What was my life before I was awoken by the
swishing of wings, when, suddenly, on the horizon,
a bird materialised?
How much of my body had I previously inhabited?
That young boy’s body, grown in drought, moving
around tha Carse, bitter and solitary, climbing
ridges, steep and luxurious with vines and
paradisical fruits, and which suddenly opened onto
the immensity of blue.
And then, suddenly, the bird.
First of all this was perhaps a seagull, a white
fluttering flower, edges blurred by distance, or the
bird of my mother’s fables, the bird which I took
with me to my nest of sleep towards evening, so
that it might open itself up in its beauty, its most
splendid, multicoloured, exquisite formed feathers
spread.
Yet it wasn’t a bird of this land, the sparrow of the
eaves, the titmouse of the pergola, the blackbird
of the bushes in the orchard or one of the long
lines of starlings gathering on the highest point of
the neighbour’s roof in autumn, or, for all I know,
in winter, when the cold wind blew across the
courtyard and their discordant chirping mellowed
the soul.
Yet this was not enough for one of these to be
transformed into that bird on the horizon, at fist
preceived with senses other than sight, but which
became clearer from day to day, changed from day
to day, mythical at times, of monstrous form others:
like the appeal to life, the fear of the first step, the
desire to pronounce a word that people would hear
and understand.
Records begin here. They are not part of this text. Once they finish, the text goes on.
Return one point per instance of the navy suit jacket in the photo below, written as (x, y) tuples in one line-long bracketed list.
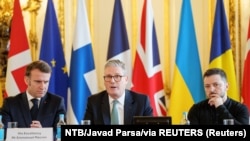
[(16, 108), (98, 109)]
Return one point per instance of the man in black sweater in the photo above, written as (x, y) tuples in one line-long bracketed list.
[(218, 105)]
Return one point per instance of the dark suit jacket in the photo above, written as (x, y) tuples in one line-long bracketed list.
[(98, 109), (16, 108)]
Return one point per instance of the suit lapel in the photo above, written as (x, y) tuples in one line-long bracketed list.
[(105, 110), (128, 108), (24, 104)]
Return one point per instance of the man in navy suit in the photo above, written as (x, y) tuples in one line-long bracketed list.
[(17, 108), (130, 104)]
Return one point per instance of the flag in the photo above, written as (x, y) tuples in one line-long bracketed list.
[(19, 55), (246, 73), (221, 55), (118, 41), (187, 86), (82, 78), (147, 74), (52, 53), (1, 94)]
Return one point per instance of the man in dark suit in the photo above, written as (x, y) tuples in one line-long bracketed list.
[(130, 104), (17, 108)]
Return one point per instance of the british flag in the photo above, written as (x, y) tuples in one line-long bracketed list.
[(147, 74)]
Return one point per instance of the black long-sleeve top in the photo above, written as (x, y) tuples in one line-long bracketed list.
[(204, 114)]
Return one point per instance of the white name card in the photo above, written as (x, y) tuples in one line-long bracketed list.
[(29, 134)]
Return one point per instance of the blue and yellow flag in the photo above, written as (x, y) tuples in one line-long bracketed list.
[(187, 81), (221, 55), (52, 53)]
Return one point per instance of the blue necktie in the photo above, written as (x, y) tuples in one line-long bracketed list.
[(34, 109), (114, 114)]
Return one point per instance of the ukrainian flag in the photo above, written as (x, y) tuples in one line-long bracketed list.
[(221, 55), (187, 81)]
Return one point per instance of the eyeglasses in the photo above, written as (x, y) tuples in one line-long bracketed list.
[(117, 78)]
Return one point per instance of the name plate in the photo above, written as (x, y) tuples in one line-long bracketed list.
[(29, 134)]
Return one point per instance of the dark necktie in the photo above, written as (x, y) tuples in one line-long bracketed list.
[(34, 109), (114, 114)]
A word of bread, a word of earth,
a word from depths of the blue precipice with the
reflections of the sky.
I lived that young boy’s body up to its final fibre.
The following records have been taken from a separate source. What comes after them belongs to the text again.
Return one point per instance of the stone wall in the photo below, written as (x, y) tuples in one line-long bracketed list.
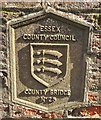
[(86, 11)]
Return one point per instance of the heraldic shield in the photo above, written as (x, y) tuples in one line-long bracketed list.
[(49, 62)]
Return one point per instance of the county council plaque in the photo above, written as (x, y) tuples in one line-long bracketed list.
[(47, 64)]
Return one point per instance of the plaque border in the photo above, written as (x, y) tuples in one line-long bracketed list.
[(11, 25)]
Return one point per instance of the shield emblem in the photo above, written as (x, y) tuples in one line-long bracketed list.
[(49, 62)]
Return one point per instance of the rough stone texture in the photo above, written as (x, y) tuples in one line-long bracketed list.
[(14, 10)]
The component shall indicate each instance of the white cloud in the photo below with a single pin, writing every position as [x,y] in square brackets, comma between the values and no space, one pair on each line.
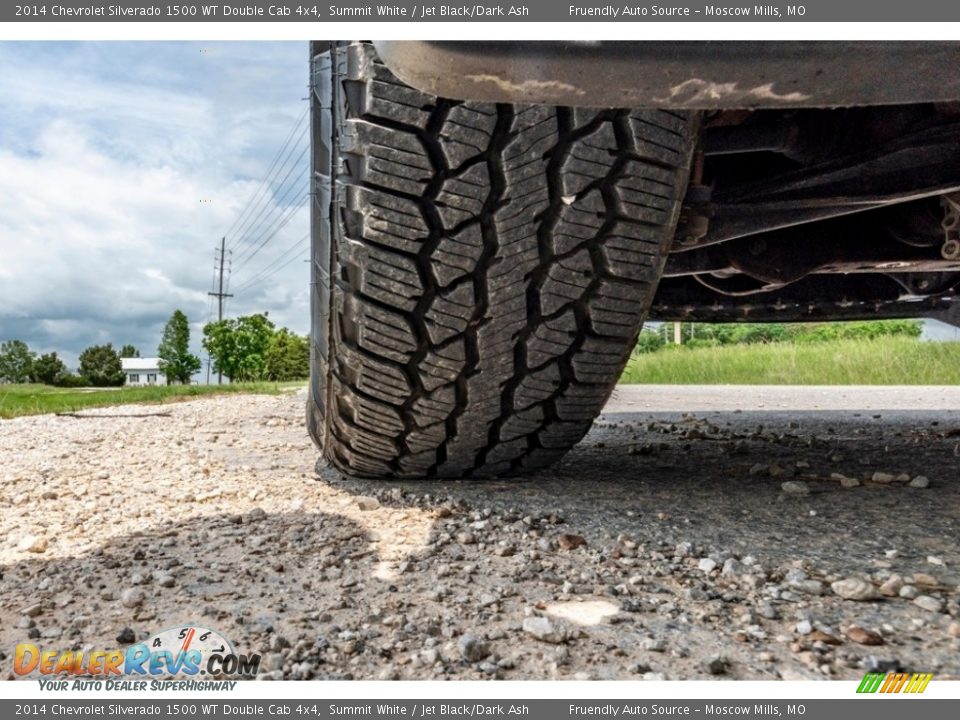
[115,185]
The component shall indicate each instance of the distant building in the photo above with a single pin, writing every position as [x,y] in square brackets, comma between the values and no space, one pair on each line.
[143,371]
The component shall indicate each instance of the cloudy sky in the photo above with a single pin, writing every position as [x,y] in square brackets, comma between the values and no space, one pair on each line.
[122,165]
From then I felt I must fly.
Translation: Diana Crampton
kaj je bilo moje življenje, dokler ga ni nekega dne
zburilo prhutanje kril, ko se je znenada na obzorju
spenila ptica?
Koliko svojega telesa sem poselil dotlej? Telo
mladega fanta, sušično raščeno, ki je hodilo v
gmajno, samotno in trpko od brinja, ki je hodilo
v breg, strm in bohoten od trt in rajskih sadežev,
prepadno zevajoč nad veliko sinjino.
Potem znenada ptica.
Morda je bil to najprej galeb, leteč bel cvet nejasnih
obrisov v daljavi, ali ptič iz pravljičnih maminih
pripovedi, ptič, ki sem ga nosil v gnezdo spanja
pod noč, da se je v sanjah razbohotil in obdal z
najčudovitejšim perjem, neslutenih oblik in barv.
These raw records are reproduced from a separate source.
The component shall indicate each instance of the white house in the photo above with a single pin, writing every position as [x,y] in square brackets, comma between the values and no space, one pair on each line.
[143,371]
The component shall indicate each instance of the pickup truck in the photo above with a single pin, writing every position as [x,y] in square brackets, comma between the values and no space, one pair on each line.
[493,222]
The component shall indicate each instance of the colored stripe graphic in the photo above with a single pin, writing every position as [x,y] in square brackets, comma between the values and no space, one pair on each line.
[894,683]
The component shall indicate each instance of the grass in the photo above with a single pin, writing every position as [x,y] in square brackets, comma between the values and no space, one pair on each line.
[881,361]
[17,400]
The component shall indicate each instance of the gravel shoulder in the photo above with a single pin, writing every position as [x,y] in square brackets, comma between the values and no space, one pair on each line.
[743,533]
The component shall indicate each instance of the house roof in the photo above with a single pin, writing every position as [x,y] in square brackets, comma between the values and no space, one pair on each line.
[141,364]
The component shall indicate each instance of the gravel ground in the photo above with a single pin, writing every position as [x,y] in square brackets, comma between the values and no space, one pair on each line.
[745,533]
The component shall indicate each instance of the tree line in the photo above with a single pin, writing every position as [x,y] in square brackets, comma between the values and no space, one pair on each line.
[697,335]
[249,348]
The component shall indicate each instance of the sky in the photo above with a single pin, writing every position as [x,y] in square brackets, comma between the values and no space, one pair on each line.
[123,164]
Vsekakor ni bil ptič domačin, vrabec z domačega
napušča, sinica v brajdi, kos iz grmičja v vrtu ali
kateri izmed dolge vrste škorcev, ki so se zbirali na
slemenu sosedove strehe na jesen ali na pomlad,
kaj vem, morda celo pozimi, ko je velo hladno čez
borjač in je njihovo prepirljivo ščebetanje grelo
dušo.
Toliko pa ga le ni bilo, da bi se lahko kateri od
njih prelevil v tisto ptico na obzorju, ki sem jo
sprva bolj občutil, kot videl, a je postajala iz dneva
v dan jasnejša, iz dneva v dan drugačna, včasih
milejša, včasih strašljivih oblik. Kakor klic v
življenje, kakor strah pred prvim korakom, kakor
želja, da bi izrekel besedo, ki bi jo ljudje slišali in
razumeli. Besedo iz kruha, besedo iz prsti, besedo iz
globočine sinjega prepada z odsevom neba.
Poselil sem telo mladega fanta do zadnjega vlakna.
Od takrat mi je, da bi moral leteti.